Modernes Kreditgeld ist also bloß von seiner Eigenschaft gedeckt, kapitalistisches Wachstum anzuschieben. Der Bitcoin hingegen beruht schlicht darauf, dass es so wenige von ihm gibt. Seine Menge ist auf 21 Millionen fixiert. Um diese Schranke zu überwinden, könnten Banken »Papier-Bitcoins« ausgeben und so die Zahlungsfähigkeit über die Menge an vorhandenen Bitcoins erhöhen. Doch damit ergäben sich die gleichen Probleme wie in der heutigen Welt - und schlimmere. Denn es gibt keine Instanz, die in Zeiten der Geldknappheit einspringen und das Finanzsystem mit Liquidität versorgen könnte. In einer Bitcoin-Welt kommt es in der Krise tatsächlich zum ganz großen Knall.

Und zur Krise kommt es früher oder später ohnehin, ob in Bitcoin gezahlt wird oder in Euro. Denn der Grund der Krise liegt nicht in einer kreditgetriebenen Geldvermehrung. Sondern in der Tatsache, dass die kapitalistischen Unternehmen nicht nach Bedürfnissen produzieren, sondern Profit machen wollen. Das Konkurrenzspiel zwingt zur immer größeren Produktion und der immer wachsenden Warenmenge steht eine stets begrenzte Kaufkraft gegenüber. Ein anderes Geld löst diesen Grundwiderspruch nicht.

Wenn die Menge an Zahlungsmitteln auf die vorhandenen Bitcoins begrenzt bleibt, sind der Produktion enge Fesseln angelegt. Zudem bedeutet eine steigende Warenmenge bei gleichzeitig stagnierender Geldmenge permanent sinkende Preise: Deflation. Auch das wirkt im Kapitalismus tödlich. Denn Konsumenten halten ihr Geld fest und spekulieren auf die Aufwertung ihres Geldes. Unternehmen wiederum sind mit unkalkulierbaren Risiken konfrontiert: Sie müssen heute Geldsummen investieren, müssen aber damit rechnen, dass der Preis ihrer Waren dauerhaft sinkt.

Ein passendes Geld für den Kapitalismus scheinen Bitcoins also nicht zu sein. Weisen sie über den Kapitalismus hinaus? Eher nicht. Denn sie sind bloß Geld, und Geld ist ein bestimmtes gesellschaftliches Verhältnis. Wenn Bitcoins Euro und Dollar ersetzen, ändern sie nichts an der Existenz von Lohnarbeit, Profiten, Investitionen, Arbeitslosen. In der Bitcoin-Welt akkumuliert Daimler Bitcoins statt Euro, dort wird Hartz IV in Bitcoin ausgezahlt, und wer verhungert, dem fehlen eben Bitcoin und nicht Dollar oder Euro. »Kooperative Währungen« wie Bitcoin, Litecoin, Namecoin gebären keine kooperative Wirtschaftsform. Die bräuchte gar kein Geld - weder Euro noch Dollar noch Bitcoins.

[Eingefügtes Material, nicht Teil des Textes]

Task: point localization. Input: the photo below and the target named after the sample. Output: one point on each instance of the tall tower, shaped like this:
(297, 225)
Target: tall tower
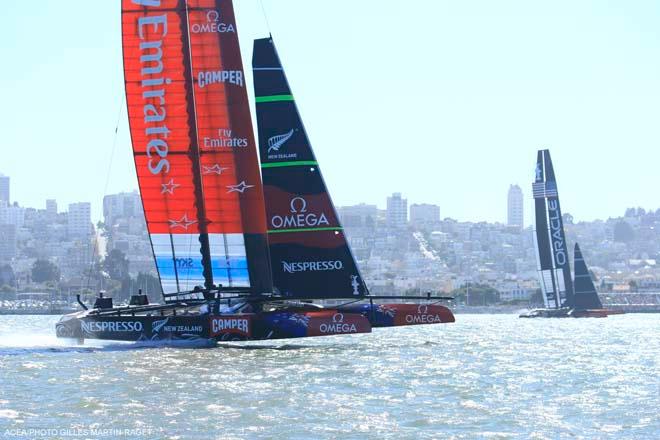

Daher ist auch die Bezeichnung irreführend, Bitcoin sei das »Napster of Finance«. Die Musik-»Tauschbörse« Napster ermöglichte es den Teilnehmern, kostenfrei Musikstücke zu kopieren und so zu verbreiten. Sie eröffnete einen Zugang zu den Liedern ohne Tausch, ohne Zahlung, einfach durch »teilen«, am Markt und an den Musikkonzernen vorbei. Bitcoins hingegen sind das Gegenteil. Sie sind Geld: Ein Mittel, den Ausschluss der Menschen von den Waren zu organisieren. Schließlich dient die ganze ausgefeilte Technik der Bitcoins nur dem Zweck der verlässlichen Eigentumsübertragung - also dem Zweck, sicherzustellen, dass die einen Geld haben und die anderen nicht und dass alles auch nur über Geld zu bekommen ist. Im Bitcoin-Universum sichert nicht mehr der Staat das Privateigentum, sondern die Technik.

Wie sieht also die Zukunft aus? Als Nischen-Zahlungsmittel und Spekulationsobjekt bleiben die Bitcoins vorerst wohl erhalten. Mittel zu einer dauerhaften »Entmachtung« des Staates dürften sie nicht werden. Setzen sie sich durch, verliert eine Regierung zwar die Macht über das Geld und damit seinen Teil seiner finanziellen Souveränität. Doch wird sich das wohl kein Staat der Welt bieten lassen.

Als Konzept stellt die Kryptowährung »einige nützliche und zeitgemäße Fragen über die Prinzipien und Grundlagen der dominanten politischen Ökonomie«, schreiben Vasilis Kostakis und Chris Giotitsas in »The (A)political Economy of Bitcoin« und fügen hinzu: Nötig wäre »eine andere politische Ökonomie, die die Fesseln des kapitalistischen Opportunismus abstreift und uns in eine neue Ära der wirtschaftlichen Transaktionen auf Basis der schöneren Aspekte des menschlichen Geistes leitet«.